Since special charges decimated Net Income earlier this year, Cash Flow looks better in comparison.  This is reflected in the Accrual Ratio's drop over the last four quarters.


Value
Oct 2009
Jul 2009
Oct 2008
5-Yr Avg
P/E
N/A
N/A
13.2
25.8
P/E vs. S&P 500 P/E
N/A
N/A
0.9
1.6
PEG
N/A
N/A
0.3
N/A
Price/Revenue
2.4
2.5
1.2
3.0
Enterprise Value/Cash Flow (EV/CFO)
13.2
18.7
7.0
17.2
Gauge Score (0 to 25)
9
5
25
10

At the end of January, NVIDIA shares sold for $7.95.  The price rose to $12.93 by the end of July before slipping under $12 at the end of October.  Given the lack of profits, it was inevitable that the share price increase would cause the contrarian Value gauge to fall over the last year.  The valuation metrics involve Revenue and Cash Flow are the only ones relevant given the lack of trailing-year GAAP profits. 

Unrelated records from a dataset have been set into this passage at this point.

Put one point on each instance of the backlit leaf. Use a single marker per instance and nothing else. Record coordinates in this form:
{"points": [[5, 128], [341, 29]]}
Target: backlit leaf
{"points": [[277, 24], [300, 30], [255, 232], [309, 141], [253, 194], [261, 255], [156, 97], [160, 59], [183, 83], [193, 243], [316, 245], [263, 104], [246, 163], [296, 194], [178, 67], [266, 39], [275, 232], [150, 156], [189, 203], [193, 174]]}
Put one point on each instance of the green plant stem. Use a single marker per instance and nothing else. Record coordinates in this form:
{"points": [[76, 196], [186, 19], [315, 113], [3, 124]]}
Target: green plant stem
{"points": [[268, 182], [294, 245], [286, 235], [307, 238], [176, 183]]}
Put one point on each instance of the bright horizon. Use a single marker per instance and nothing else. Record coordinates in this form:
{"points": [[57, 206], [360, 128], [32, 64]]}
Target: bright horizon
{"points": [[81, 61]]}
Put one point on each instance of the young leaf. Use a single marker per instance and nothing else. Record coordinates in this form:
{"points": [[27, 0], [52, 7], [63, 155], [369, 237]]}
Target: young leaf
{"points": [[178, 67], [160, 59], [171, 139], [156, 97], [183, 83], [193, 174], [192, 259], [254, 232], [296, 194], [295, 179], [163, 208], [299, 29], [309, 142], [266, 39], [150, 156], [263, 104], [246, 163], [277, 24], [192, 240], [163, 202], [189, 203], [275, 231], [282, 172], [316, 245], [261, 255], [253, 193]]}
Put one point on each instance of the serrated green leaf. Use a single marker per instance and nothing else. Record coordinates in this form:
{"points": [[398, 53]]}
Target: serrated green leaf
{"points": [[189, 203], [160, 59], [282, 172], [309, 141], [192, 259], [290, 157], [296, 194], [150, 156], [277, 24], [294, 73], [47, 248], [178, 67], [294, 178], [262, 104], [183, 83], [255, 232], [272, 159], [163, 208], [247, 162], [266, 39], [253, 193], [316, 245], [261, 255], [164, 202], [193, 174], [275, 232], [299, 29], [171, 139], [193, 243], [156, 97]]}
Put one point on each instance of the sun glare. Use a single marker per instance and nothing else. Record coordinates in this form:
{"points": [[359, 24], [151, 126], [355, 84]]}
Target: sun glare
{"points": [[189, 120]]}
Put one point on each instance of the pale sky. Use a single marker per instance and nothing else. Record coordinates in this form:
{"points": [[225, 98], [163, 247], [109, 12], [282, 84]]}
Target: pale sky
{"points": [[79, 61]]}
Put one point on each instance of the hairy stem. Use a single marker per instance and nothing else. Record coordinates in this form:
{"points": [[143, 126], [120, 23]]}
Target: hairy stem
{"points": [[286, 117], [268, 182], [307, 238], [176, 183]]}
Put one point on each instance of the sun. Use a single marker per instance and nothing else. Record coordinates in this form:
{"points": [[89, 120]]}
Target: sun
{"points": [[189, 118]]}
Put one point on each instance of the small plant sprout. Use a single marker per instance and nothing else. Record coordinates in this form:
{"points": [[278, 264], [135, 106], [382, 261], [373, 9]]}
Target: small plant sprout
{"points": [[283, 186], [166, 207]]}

NVIDIA shares were trading at $13 the last time we checked.


Overall
Oct 2009
Jul 2009
Oct 2008
5-Yr Avg
Gauge Score (0 to 100)
39
20
57
50


The recent revival in NVIDIA's performance was noted by each of our gauges, although the Growth reading is still dismal for the reasons discussed above.  The Overall score nearly doubled, but remains in weak-to-fair territory.

NVIDIA claims to be making great progress in finding new applications for GPUs, which would broaden its customer base.  The company has been able to take advantage of improved IT market conditions in the last three quarters, although we've seen reports that inventory adjustments throughout the supply chain contributed to the these conditions.

We are going to remain skeptical until the company can get through several quarters with positive earnings and without $100+ million special charges.  We do worry that NVIDIA is facing off against formidable and innovative competitors and that product quality issues from last year will have longer-term effects on the company's brand.



Full disclosure: Long NVDA at time of writing.